Consider a $C^3$-smooth orientation preserving Anosov diffeomorphism on a compact Riemannian manifold.
We shall consider finitely additive measures defined on Borel subsets of the unstable foliation with piecewise $C^1$ boundary. The finitely additive measures on the invariant foliations of dynamical systems were first studied in the series of works of Bufetov on qualitative asymptotics of the ergodic integrals along the orbits of translation flows on flat surfaces.
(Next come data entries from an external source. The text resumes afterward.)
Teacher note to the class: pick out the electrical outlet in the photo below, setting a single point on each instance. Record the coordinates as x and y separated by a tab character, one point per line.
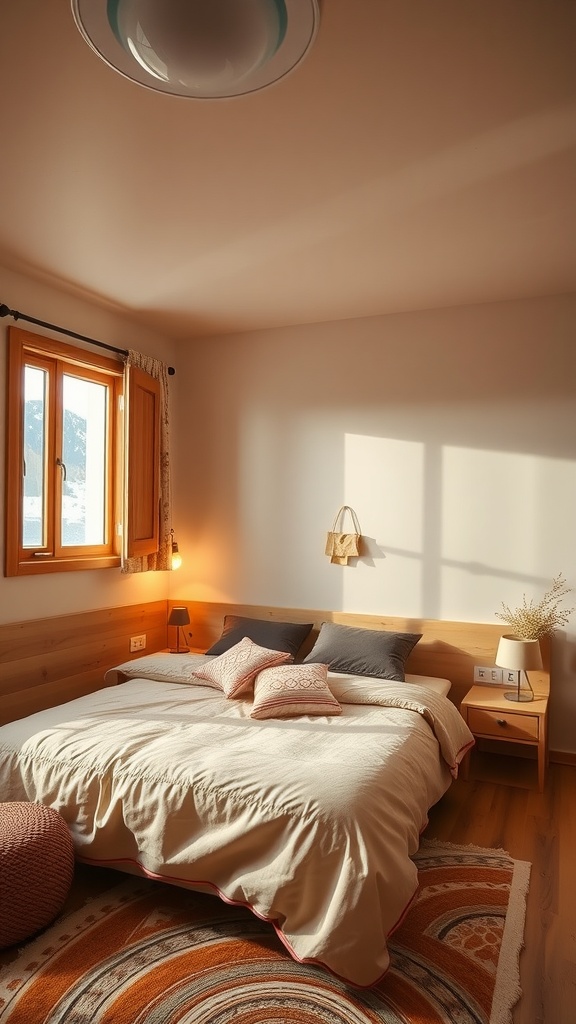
487	675
510	676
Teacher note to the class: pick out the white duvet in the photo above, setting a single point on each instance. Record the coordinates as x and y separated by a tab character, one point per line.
309	821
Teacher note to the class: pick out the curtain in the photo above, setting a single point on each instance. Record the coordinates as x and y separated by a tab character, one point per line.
161	559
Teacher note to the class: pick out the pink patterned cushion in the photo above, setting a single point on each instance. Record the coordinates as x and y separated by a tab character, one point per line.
236	670
293	689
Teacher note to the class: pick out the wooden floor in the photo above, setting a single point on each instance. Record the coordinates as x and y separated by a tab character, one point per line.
530	825
540	828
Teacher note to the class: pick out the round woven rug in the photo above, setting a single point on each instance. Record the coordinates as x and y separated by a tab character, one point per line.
150	953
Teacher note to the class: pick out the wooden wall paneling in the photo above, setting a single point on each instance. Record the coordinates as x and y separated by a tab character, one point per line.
448	649
50	660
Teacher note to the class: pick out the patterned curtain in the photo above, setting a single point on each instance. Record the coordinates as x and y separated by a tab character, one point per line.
161	559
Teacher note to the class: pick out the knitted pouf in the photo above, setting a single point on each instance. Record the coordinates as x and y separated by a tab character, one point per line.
36	868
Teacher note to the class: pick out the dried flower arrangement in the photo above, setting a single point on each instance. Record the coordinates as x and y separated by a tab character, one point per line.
531	622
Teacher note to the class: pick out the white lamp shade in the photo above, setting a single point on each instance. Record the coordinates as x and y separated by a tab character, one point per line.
518	654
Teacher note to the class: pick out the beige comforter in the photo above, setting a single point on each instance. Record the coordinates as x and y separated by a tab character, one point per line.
310	821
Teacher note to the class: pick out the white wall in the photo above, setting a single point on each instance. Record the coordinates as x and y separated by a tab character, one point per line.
451	432
57	593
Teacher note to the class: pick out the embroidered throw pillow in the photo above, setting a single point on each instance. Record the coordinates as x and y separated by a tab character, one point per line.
293	689
235	671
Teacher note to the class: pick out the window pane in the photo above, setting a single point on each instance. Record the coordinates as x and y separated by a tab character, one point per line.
84	448
34	457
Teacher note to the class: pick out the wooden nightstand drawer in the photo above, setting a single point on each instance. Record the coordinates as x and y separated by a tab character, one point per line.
501	725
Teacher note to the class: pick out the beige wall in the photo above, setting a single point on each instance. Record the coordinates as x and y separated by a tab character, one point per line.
452	433
59	593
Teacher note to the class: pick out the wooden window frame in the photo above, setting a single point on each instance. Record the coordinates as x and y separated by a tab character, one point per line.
58	357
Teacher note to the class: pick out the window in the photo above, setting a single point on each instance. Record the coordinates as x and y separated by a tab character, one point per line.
66	459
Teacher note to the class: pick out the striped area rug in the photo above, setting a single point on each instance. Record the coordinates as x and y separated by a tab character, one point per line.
150	953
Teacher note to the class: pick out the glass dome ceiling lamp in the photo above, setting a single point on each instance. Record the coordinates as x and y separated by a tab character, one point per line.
203	49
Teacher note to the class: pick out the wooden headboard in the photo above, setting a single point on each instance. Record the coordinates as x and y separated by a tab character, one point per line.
47	662
448	649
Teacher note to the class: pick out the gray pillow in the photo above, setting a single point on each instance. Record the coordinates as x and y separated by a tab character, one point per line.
363	652
276	636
The method was extended to the setting of horocycle flows on compact Riemann surfaces of constant negative curvature [Bufetov-Forni] and of translation flows occurring in tiling dynamics [Bufetov-Solomyak].
In our case, the finitely additive measures are used for establishing the following qualitative equidistribution theorem for the unstable leaves: for any $C^2$ function with zero average with respect to the measure of maximal entropy, its integrals over the iterations of a unit unstable ball, after a proper normalization, uniformly converge to a finitely additive measure of the ball. This theorem extends the classical results on equidistribution of the unstable leaves due to Margulis.
We use the approach of Gouezel and Liverani to construct such the Banach space of currents inducing the regular finitely additive measures. Analyzing the spectrum of the transfer operator acting on this Banach space, we obtain the asymptotic expansion for the leafwise integrals.
Comparing to the Banach spaces constructed in the works of Baladi and Tsujii, who considered the rate of decay/growth of the Fourier transform of distributions in the stable/unstable cones, and the ones constructed by Faure and Sjoestrand by tools of semiclassical analysis, the spaces of Gouezel and Liverani inherit the leafwise structure of the distributions, and allow us to consider the property of invariance under the holonomy along the stable leaves. We prove that the eigenfunctions of the transfer operator with the eigenvalues close to the spectral radius induce finitely additive measures on the unstable leaves, invariant under stable holonomy. The holonomy invariant finitely additive measures control the leafwise integrals.